- Based on: Mayflies by Andrew O'Hagan
- Screenplay by: Andrea Gibb
- Directed by: Peter Mackie Burns
- Starring: Martin Compston; Tony Curran; Ashley Jensen;
- Original language: English
- No. of series: 1
- No. of episodes: 2

Production
- Executive producers: Andrea Gibb; Andrew O'Hagan; Claire Mundell; Adrian Burns; Mark Young; Gavin Smith; Gaynor Holmes;
- Cinematography: Alasdair Boyce
- Production company: Synchronicity Films

Original release
- Network: BBC One
- Release: 27 December – 28 December 2022

= Mayflies (TV series) =

British television series

Mayflies is a two-part British television drama series starring Martin Compston and Tony Curran, adapted by Andrea Gibb from Andrew O'Hagan's 2020 novel of the same name, and directed by Peter Mackie Burns.

==Synopsis==
Tully and Jimmy have been friends since 1986 after meeting in Scotland. Thirty years later, Jimmy receives a phone call from Tully, asking him to come home so they can talk.
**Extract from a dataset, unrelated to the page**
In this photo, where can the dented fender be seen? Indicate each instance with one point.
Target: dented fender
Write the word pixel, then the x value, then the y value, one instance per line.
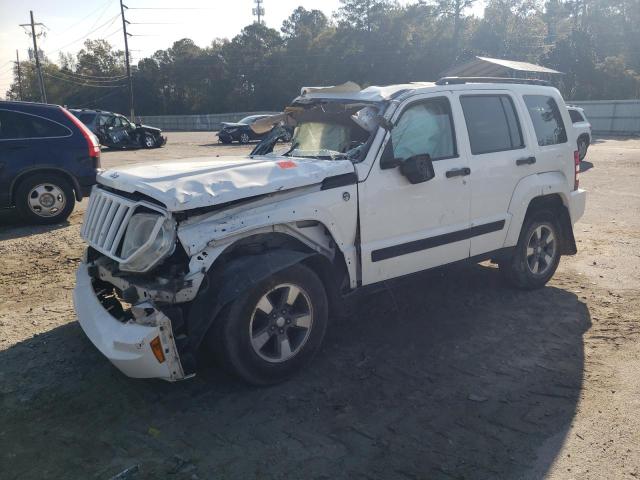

When he gets there, Tully tells him that he has terminal cancer.

==Cast==
- Martin Compston as Jimmy
  - Rian Gordon as Young Jimmy
- Tony Curran as Tully
  - Tom Glynn-Carney as Young Tully
- Ashley Jensen as Anna, Tully's wife
- Tracy Ifeachor as Iona, Jimmy's wife
- Paul Gorman as Young Hogg
- Matt Littleson as Limbo
- Cal MacAninch - Tibbs
  - Mitchell Robertson as Young Tibbs
- Elaine C Smith - Barbara
  - Charlene Boyd as young Barbara
- Shauna Macdonald - Fiona
- Colin McCredie - Scott

==Production==
The BBC announced the project in August 2022. Set and filmed in Scotland, Synchronicity Films were announced to be producing for the BBC. Compston described the process of adapting an acclaimed novel "terrifying", while Curran said they had tried to "honour" the book.

==Broadcast==
The first episode of Mayflies aired in the UK on BBC One on Wednesday 28 December 2022 at 9:00 pm, the second episode airing on the following day at the same time.

==Reception==
The Financial Times called Mayflies a “thoughtful exploration of how death liberates the soon-to-be deceased, and devastates those left behind” with an “array of stirring performances”. The Guardian described it as “beautifully told” whilst “Curran is deeply moving as a man who refuses to let death have the last laugh, with Ashley Jensen as his firecracker wife Anna.”